We can now fit this on a train split of the data setting aside 20% of the data for eventual testing.
(Xtrain, Xtest), (ytrain, ytest) =
partition((Xc, yc), 0.8, rng=StableRNG(123), multi=true);
Let's now wrap an instance of these models with data (all hyperparameters are set to default here):
knn = machine(knn_pipe, Xtrain, ytrain)
multinom = machine(multinom_pipe, Xtrain, ytrain)

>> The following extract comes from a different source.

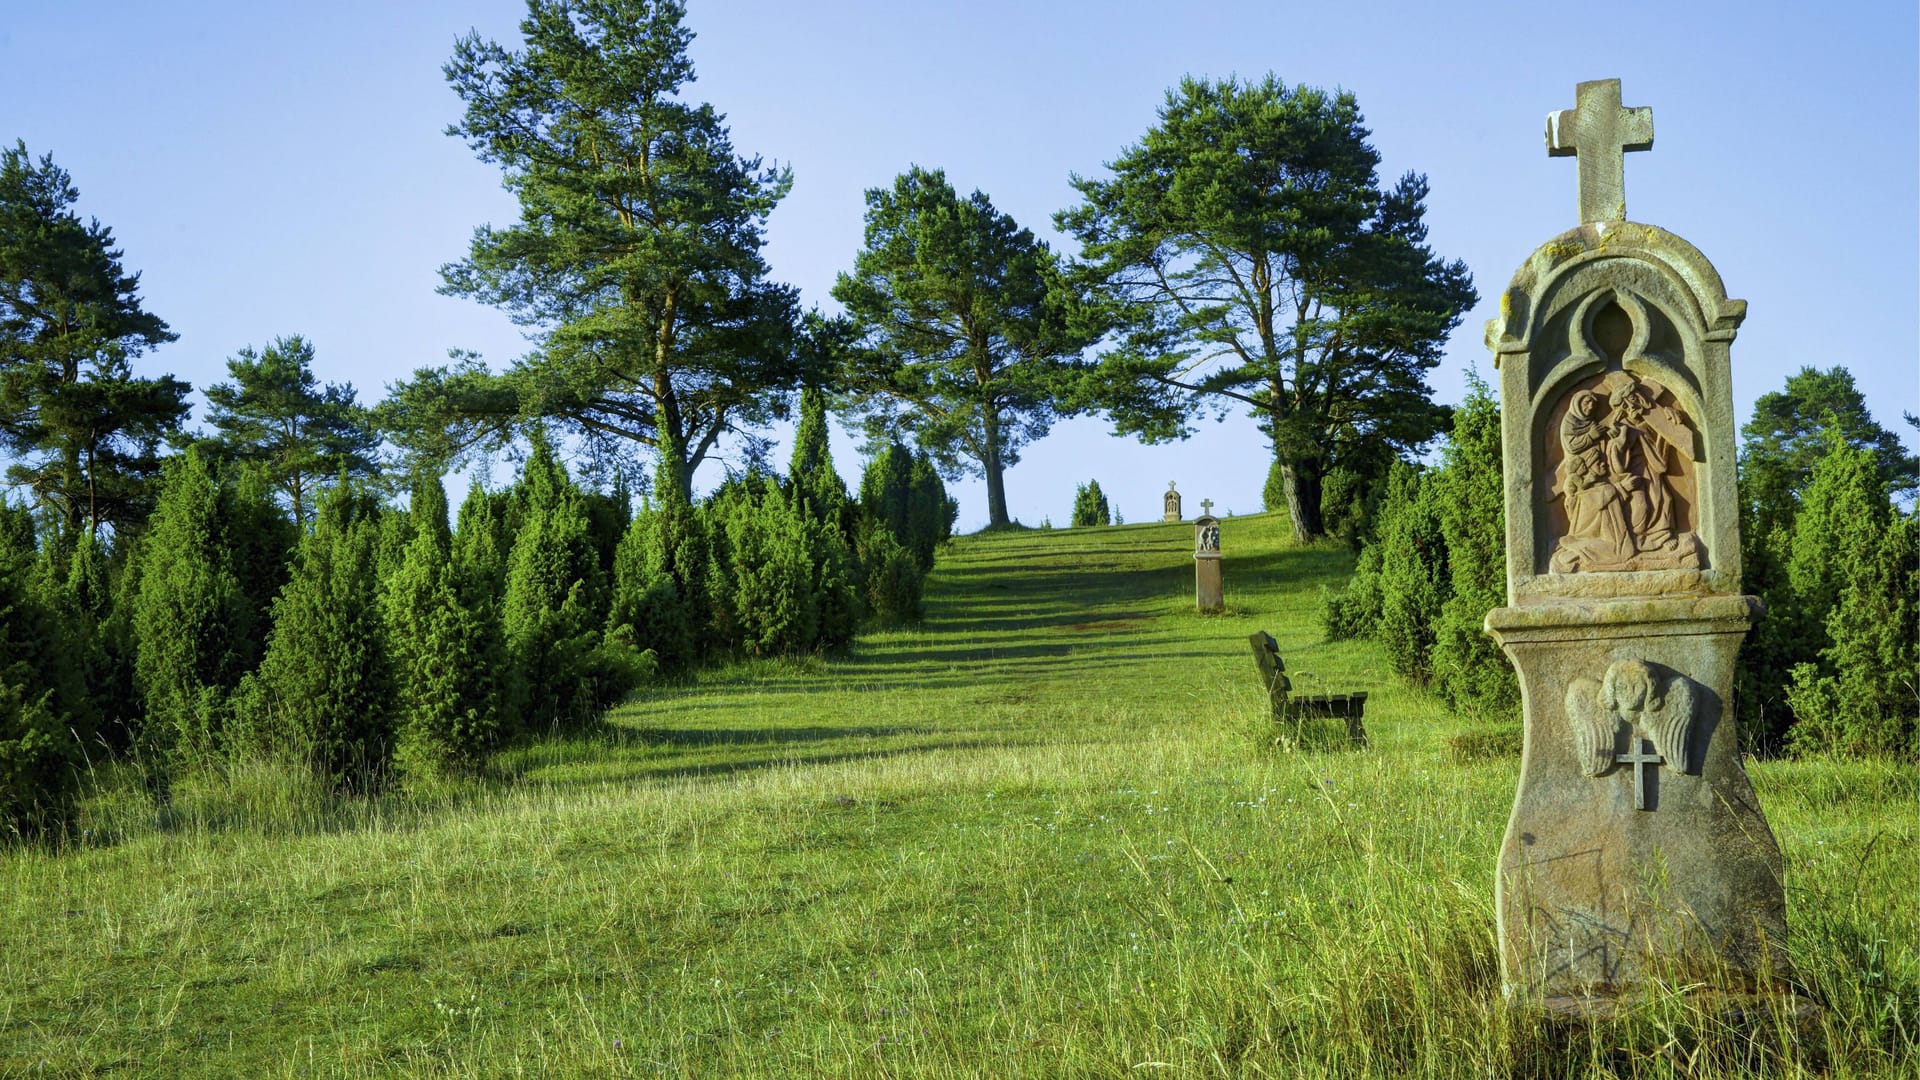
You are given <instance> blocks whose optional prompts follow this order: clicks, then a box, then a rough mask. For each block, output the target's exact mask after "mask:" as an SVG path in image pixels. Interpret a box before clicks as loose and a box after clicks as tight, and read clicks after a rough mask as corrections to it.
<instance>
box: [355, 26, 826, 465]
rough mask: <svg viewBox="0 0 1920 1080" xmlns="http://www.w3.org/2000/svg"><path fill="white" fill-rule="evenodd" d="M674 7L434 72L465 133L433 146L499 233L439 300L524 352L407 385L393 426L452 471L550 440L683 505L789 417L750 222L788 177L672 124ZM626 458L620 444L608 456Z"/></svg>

untrained Machine; does not cache data
model: ProbabilisticPipeline(standardizer = Standardizer(features = Symbol[], …), …)
args:
1: Source @586 ⏎ ScientificTypesBase.Table{AbstractVector{ScientificTypesBase.Continuous}}
2: Source @285 ⏎ AbstractVector{ScientificTypesBase.OrderedFactor{3}}
Let's train a KNNClassifier with default hyperparameters and get a baseline misclassification rate using 90% of the training data to train the model and the remaining 10% to evaluate it:
opts = (
resampling=Holdout(fraction_train=0.9),
measures=[log_loss, accuracy],
)
evaluate!(knn; opts...)
PerformanceEvaluation object with these fields:
model, measure, operation,
measurement, per_fold, per_observation,
fitted_params_per_fold, report_per_fold,
train_test_rows, resampling, repeats
Extract:
┌───┬──────────────────────┬──────────────┬─────────────┐
│ │ measure │ operation │ measurement │
├───┼──────────────────────┼──────────────┼─────────────┤
│ A │ LogLoss( │ predict │ 0.0319 │
│ │ tol = 2.22045e-16) │ │ │
│ B │ Accuracy() │ predict_mode │ 1.0 │
└───┴──────────────────────┴──────────────┴─────────────┘
Now we do the same with a MultinomialClassifier
evaluate!(multinom; opts...)
PerformanceEvaluation object with these fields:
model, measure, operation,
measurement, per_fold, per_observation,
fitted_params_per_fold, report_per_fold,
train_test_rows, resampling, repeats
Extract:
┌───┬──────────────────────┬──────────────┬─────────────┐
│ │ measure │ operation │ measurement │
├───┼──────────────────────┼──────────────┼─────────────┤
│ A │ LogLoss( │ predict │ 3.3e-6 │
│ │ tol = 2.22045e-16) │ │ │
│ B │ Accuracy() │ predict_mode │ 1.0 │
└───┴──────────────────────┴──────────────┴─────────────┘
Both methods have perfect out-of-sample accuracy, without any tuning!
Let's check the accuracy on the test set:
fit!(knn) # train on all train data
yhat = predict_mode(knn, Xtest)
accuracy(yhat, ytest)
0.8888888888888888
Still pretty good.
fit!(multinom) # train on all train data
yhat = predict_mode(multinom, Xtest)
accuracy(yhat, ytest)
0.9444444444444444
Even better.
One way to get intuition for why the dataset is so easy to classify is to project it onto a 2D space using the PCA and display the two classes to see if they are well separated; we use the arrow-syntax here (if you're on Julia <= 1.2, use the commented-out lines as you won't be able to use the arrow-syntax)
PCA = @load PCA
pca_pipe = Standardizer() |> PCA(maxoutdim=2)
pca = machine(pca_pipe, Xtrain)
fit!(pca)
W = transform(pca, Xtrain);
import MLJMultivariateStatsInterface ✔
Let's now display this using different colours for the different classes:
x1 = W.x1
x2 = W.x2
mask_1 = ytrain .== 1
mask_2 = ytrain .== 2
mask_3 = ytrain .== 3
using Plots
scatter(x1[mask_1], x2[mask_1], color="red", label="Class 1")
scatter!(x1[mask_2], x2[mask_2], color="blue", label="Class 2")
scatter!(x1[mask_3], x2[mask_3], color="yellow", label="Class 3")
xlabel!("PCA dimension 1")
ylabel!("PCA dimension 2")
From the figure it's clear why we managed to achieve such high scores with very simple classifiers. At this point it's a bit pointless to dig much deaper into parameter tuning etc.